Physicists find time, but not as we know it. Phil Dooley reports.
Physicists have finally answered the question of which came first, the chicken or the egg?
Using two of the most powerful and complex theories of modern physics, quantum mechanics and general relativity, a paper published in Nature Communications reveals that the answer is: both. Or neither.
“The notion of time order is not predefined. Time does not exist out there independent of our experiments,” says lead author Magdalena Zych, from the University of Queensland in Australia.
Although the answer may be surprising for chickens, quantum physicists are familiar with the concept of superpositions of states: before it is measured, an object can be in a number of possible states at once.
This can apply to the quantum spin of an electron, the polarisation of a photon, or crucially for this thought experiment, the position of an object, such as a chicken.
Normally a chicken’s watch would tick at the same speed over here as it would over there.
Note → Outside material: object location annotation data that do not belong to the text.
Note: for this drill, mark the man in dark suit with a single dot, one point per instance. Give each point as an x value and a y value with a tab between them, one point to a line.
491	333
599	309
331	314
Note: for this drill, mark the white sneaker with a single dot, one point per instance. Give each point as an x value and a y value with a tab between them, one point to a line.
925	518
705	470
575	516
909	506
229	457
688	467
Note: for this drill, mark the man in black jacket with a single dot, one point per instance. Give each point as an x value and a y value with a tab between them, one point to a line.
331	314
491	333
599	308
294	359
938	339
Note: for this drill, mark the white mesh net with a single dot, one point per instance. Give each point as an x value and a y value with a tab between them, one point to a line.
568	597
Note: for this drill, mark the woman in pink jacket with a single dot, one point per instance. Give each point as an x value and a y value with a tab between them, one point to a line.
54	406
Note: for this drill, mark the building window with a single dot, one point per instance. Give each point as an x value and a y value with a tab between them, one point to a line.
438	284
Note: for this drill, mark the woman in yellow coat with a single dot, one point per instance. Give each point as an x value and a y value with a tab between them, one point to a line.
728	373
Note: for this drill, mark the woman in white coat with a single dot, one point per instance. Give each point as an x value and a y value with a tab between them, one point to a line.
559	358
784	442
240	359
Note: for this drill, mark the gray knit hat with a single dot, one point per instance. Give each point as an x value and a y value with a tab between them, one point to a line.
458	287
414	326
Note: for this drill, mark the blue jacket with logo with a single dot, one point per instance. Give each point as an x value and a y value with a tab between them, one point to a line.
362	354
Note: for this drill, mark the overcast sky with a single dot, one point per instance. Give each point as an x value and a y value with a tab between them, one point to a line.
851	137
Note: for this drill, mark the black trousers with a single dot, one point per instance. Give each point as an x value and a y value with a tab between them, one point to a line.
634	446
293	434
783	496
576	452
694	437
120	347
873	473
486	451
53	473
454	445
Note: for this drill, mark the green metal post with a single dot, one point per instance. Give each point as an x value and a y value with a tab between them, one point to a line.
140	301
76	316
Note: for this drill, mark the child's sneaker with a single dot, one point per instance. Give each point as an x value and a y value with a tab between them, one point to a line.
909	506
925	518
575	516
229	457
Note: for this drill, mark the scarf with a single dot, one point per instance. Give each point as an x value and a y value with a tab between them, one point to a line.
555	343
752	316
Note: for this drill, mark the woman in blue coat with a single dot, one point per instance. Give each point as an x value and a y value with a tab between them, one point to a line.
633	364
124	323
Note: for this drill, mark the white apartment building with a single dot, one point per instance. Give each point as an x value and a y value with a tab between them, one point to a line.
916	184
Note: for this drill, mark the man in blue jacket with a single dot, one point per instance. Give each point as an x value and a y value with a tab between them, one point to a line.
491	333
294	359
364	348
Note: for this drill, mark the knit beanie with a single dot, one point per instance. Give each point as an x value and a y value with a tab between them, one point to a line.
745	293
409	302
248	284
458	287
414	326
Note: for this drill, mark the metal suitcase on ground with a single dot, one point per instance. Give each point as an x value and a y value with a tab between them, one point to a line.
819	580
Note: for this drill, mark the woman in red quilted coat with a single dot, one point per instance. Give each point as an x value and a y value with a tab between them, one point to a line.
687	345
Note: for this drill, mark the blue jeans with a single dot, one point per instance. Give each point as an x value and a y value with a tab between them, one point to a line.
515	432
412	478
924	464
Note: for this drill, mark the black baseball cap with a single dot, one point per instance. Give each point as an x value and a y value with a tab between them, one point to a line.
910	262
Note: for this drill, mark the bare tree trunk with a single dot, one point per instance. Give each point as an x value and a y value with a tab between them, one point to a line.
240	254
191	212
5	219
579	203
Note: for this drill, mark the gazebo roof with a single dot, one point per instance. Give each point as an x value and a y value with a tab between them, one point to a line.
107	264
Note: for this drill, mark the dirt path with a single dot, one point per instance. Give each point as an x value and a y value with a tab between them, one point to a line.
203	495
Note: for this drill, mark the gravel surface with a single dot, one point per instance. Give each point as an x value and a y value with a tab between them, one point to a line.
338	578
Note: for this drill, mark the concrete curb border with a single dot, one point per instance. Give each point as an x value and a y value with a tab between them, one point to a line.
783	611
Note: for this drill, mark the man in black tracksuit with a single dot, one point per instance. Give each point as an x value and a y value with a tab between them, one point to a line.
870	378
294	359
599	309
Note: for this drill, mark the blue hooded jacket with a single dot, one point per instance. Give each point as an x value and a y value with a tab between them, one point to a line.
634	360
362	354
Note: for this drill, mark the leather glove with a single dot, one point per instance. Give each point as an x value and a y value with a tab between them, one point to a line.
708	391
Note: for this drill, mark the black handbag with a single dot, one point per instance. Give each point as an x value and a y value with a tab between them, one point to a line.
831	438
But the twist comes when you add the General Theory of Relativity: Einstein’s theory that says that dense objects such as black holes warp both space and time.
So, if you have a black hole near your chicken, time will slow down, meaning the egg probably came first.
However, the authors threw a cat amongst the chickens by imagining a black hole in a superposition of locations; for example, one near the chicken, one near the egg.
In other words, there are two possible states co-existing, one in which the chicken’s watch ticks slowly, and another in which the egg’s watch ticks slower.
“It gives a new insight into the nature of time,” says Zych's colleague and co-author Fabio Costa.
“In order to speak about time, you need to take a concrete approach: you cannot say that time is well defined. It’s quite a profound result.”
Costa conceded that the concrete example used in their thought experiment, a superposition of planets near starships (no chickens were mentioned), was unlikely to ever be realised.
However, he said there could be systems such as quantum computers that would benefit from the new finding.
The equations for quantum mechanics and general relativity are famously incompatible in some situations. However, devising a concrete scenario was the key to solving the equations, says Zych.
“We were able to overcome some mathematical obstacles without having to resort to mathematical formalisms such as loop quantum gravity or string theory.”